A 250 Km. /h. se pierde la oportunidad de disfrutar de las ventajas que ofrece un viaje en tren. Así, para llegar a Zaragoza desde Madrid son apenas 80 los minutos de que dispone un viajero (entusiasta del tren) para disponer las cosas tal que permitan un descanso por entre las procelosas aguas que confunden nuestros cotidianos quehaceres. Sin embargo, todo es posible en Zaragoza. Confieso que una vez en ese frío y lamentable almacén que es la estación de Delicias estimé por oportuno que a lo largo de mi corta estancia en la ciudad aragonesa nadie tuviera noticia de mi procedencia: Murcia, ¿me gritarían? Pues no. En general, el aragonés -si no le tocan las pelotas del alma- es un tipo tranquilo; otra cosa es su tozudez cuando se siente agredido, y en esto del Agua el pueblo baturro tiene el absoluto convencimiento de que aquéllos que osan mentar el Ebro como abastecedor de otras tierras son poco menos que franceses invasores. Y este convencimiento es total. A pique estuve yo de traer para Murcia un letrero en donde figurara esta frase: “ no os canséis, levantinos, nada hay que hacer”. No importa que haya razones suficientes para que pudiera existir un consenso hidráulico, en este asunto, social (no ya científico) y territorial, pues Zaragoza respira por todos sus costados como un día respirara Agustina de Aragón frente a los franceses. Estoy por rendirme, me dije en un determinado momento, mientras cenaba en esa maravilla, mitad museo mitad bodega que es Casa Montal y, sobre todo, tras leer en uno de los muchos murales que adornan el establecimiento esta arenga “Zaragozanos: la historia recuerda brillantes epopeyas con las cuales salvasteis la independencia de la Patria…”. Esta frase tanto pudo servir para enardecer a Agustina y excitar el sentido histórico de los aragoneses para salvar la mudéjar Torre Nueva como para aglutinar voluntades entorno a las barricadas hidráulicas que han sido alentadas por los despropósitos de la actual política hidráulica. Durante la cena un amable camarero estuvo pendiente de mí de tal suerte que mi vaso de agua siempre estuvo lleno. Como persona educada y agradecida que soy, tras los postres, agradecí la calidad de su servicio y, tentando a la suerte, puse en su conocimiento que yo era de Murcia. Se acabaron las buenas sensaciones. Me dijo, incómodo y textual: “¿porqué no hacen una estación depuradora en Murcia, se gastan 30.000 millones y así pueden regar los campos de golf?”. No me gritó.

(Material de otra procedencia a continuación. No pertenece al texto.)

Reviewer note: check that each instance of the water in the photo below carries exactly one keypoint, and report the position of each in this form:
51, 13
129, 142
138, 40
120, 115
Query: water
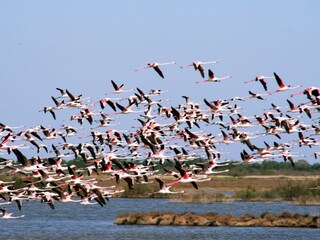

Regreso de Zaragoza y en el tren -repasando los periódicos que amablemente la azafata pone en disposición de los pasajeros- encuentro un artículo firmado por Pilar Rahola. En él pude leer: “… El símbolo de la corona que ostenta el rey tiene que aguantar incluso la falta de respeto de los que no la defienden. Así lo exige la democracia y así lo exige la libertad.” Pero, ¿esto qué es?, ¿la democracia vale para que yo puede insultar a esta política desfasada y esté autorizado para insultarla llamándola estúpida, sobrada, pretenciosa y gilipollas, por demás republicana? No, yo creo que la misión de la democracia es muy otra y tiene su base en la defensa de las libertades que consagra el respeto a los demás. En este sentido puedo celebrar el distinto modo en que mi amigo Cecilio Hernández pone de manifiesto su sentimiento republicano: cada año, cada 14 de Abril reúne a sus amigos para conmemorar la efeméride con un soberbio desayuno. Esta manifestación, sin duda es más educada y democrática que los gargajos de la engreída y tonta (dicho esto democráticamente) Rahola. No creo que quemar una bandera o una foto del Rey pueda ser positivo bajo ningún punto de vista (ni, por supuesto, el democrático) para nadie, ni siquiera para los estúpidos. Las faltas de educación no tienen sentido positivo alguno. No sería yo capaz de destrozar fotografía alguna ni de Pablo Iglesias ni de Arias Navarro pues tengo la conciencia de que es posible que algún militante político dispusiera de una en su mesilla de noche. Tengo por seguro que, de lo contrario, no sería ni educado ni demócrata. Tras mi dilatado regreso desde Zaragoza hasta Murcia, utilizando aviones, taxis, metros y trenes, encuentro la opinión de un colega columnista que manifiesta esto, aproximadamente: “quemar públicamente fotografías del rey es una gamberrada que sólo puede afectar a viejecitas impresionables”. Y yo qué, ¿soy la excepción que confirma tal supuesta regla?
Vamos a ver si es posible que nos organicemos todos y no perdamos el norte porque, ¿no sería mejor observar los asuntos con imparcialidad y definirnos acerca de ellos con objetividad? Pues parece que no pero, en todo caso, viaje, lector, en tren. Por lo agradable e instructivo que es.